The recent decision by the Army
Corps of Engineers to suspend completion of the Dakota Access pipeline in the
face of protests from Sioux Indians and environmentalists is, of course, too
little and too late. The pipeline is nearly finished, with the “hold-up” being whether
to build a pipe across the Missouri River, and Donald Trump is waiting in the
wings to undo the move. The Corps decided on the delay with the rationalization
that it had not done an environmental review for the 1,170 mile project. You
mean they had not done an environmental impact review before they even began
the project? The administration previously relied on the “good faith” of the
pipeline’s builders to insure that it was environmentally safe. One should note
that the Sioux Indians do have a legitimate complaint; the pipeline originally
was supposed to have passed well east of “unceded” Sioux land, but mostly white
Bismarck was “outraged” by the potential for water quality impacts, so the
pipeline was diverted west of the city into Sioux land without any prior
discussion, since the complaints of whites have greater “weight.”
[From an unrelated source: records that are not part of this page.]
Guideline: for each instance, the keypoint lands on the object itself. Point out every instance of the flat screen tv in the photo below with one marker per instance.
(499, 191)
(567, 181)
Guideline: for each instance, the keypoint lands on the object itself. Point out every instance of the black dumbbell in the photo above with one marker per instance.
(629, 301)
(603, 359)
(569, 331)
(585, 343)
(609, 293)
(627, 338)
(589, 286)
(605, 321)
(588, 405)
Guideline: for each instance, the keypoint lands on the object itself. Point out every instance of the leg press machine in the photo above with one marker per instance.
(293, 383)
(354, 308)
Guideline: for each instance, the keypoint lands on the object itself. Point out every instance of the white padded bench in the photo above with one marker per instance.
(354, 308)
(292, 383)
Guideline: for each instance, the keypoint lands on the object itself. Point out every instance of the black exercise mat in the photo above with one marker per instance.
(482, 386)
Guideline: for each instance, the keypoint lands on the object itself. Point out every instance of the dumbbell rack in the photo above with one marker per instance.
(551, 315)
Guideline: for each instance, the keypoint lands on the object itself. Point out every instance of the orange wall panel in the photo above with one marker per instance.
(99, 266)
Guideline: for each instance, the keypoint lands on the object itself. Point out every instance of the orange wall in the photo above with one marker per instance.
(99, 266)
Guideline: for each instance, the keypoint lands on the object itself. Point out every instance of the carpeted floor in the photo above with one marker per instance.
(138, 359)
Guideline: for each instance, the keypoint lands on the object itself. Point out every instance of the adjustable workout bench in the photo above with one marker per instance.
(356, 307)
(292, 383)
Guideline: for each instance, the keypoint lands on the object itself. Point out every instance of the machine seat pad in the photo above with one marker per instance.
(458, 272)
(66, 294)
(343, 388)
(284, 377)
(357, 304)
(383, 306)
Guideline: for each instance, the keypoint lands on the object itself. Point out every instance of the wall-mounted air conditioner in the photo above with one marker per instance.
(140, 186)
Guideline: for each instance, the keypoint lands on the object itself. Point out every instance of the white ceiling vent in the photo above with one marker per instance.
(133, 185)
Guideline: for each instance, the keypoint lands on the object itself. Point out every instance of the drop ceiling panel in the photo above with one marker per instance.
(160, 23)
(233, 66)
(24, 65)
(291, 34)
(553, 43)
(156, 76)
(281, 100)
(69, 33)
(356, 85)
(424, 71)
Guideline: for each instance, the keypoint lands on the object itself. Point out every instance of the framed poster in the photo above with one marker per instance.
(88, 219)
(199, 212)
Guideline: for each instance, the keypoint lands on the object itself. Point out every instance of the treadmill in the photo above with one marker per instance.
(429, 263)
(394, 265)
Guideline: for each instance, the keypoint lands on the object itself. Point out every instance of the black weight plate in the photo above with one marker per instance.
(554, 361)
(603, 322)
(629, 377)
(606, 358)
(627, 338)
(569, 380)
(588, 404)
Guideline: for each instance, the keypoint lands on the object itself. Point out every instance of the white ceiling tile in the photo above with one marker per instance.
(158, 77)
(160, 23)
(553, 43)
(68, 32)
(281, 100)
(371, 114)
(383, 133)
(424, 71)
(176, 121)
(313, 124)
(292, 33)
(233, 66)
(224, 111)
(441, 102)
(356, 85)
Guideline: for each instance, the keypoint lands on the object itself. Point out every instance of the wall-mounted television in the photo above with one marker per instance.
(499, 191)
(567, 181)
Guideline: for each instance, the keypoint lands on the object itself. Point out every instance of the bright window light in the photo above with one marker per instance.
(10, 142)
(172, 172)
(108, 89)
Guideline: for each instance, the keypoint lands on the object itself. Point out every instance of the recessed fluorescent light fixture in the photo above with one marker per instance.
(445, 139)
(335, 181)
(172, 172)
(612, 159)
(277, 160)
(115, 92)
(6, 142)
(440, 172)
Since this will likely be a Pyrrhic
victory for the Sioux and environmentalists, what interested me was an image
supplied by one of the news outlets, showing a white man on the near end of a
bridge, and a Sioux Indian on the far end, with this caption:
U.S. Navy veteran John Gutekanst from
Athens, Ohio, waves an American flag as an activist approaches the police
barricade with his hands up on a bridge near Oceti Sakowin Camp.
Why did this
interest me? Because I am “fascinated” by what motivates people to go around
waving the flag. The other day I saw someone in a pickup truck with a regulation-size
flag raised from the cab. Why this “in-your-face” display of phony “patriotism”?
And I do mean phony, because it really has nothing to do with “patriotism,” but
nationalism, nativism and xenophobia. Why does this navy veteran in the picture
think he is “special” merely because he is white? Is he denying that Native Americans have rights because they are not "Americans" by his definition? Does it mean anything to him
that 11 percent of combat deaths in the so-called “Iraqi Freedom” war were
Hispanic, in line with their proportion of the population? No, it doesn’t even
register in his mind because they are the “enemy” on the “home front.”
The media
continually portrays current military “heroes” as solely white (including women,
who constituted .025 percent of the U.S. deaths in Iraq, 90 percent from
non-combat-related “accidents”), giving the public the impression that only
whites fought and died for “our freedom.” This allows white nationalists and
white supremacist types to go around pretending that only they represent what
the flag “means” because they are the only ones fighting for the “freedom” it represents.
Of course,
what “freedom” and “patriotism” means is the question. Does the flag “represent”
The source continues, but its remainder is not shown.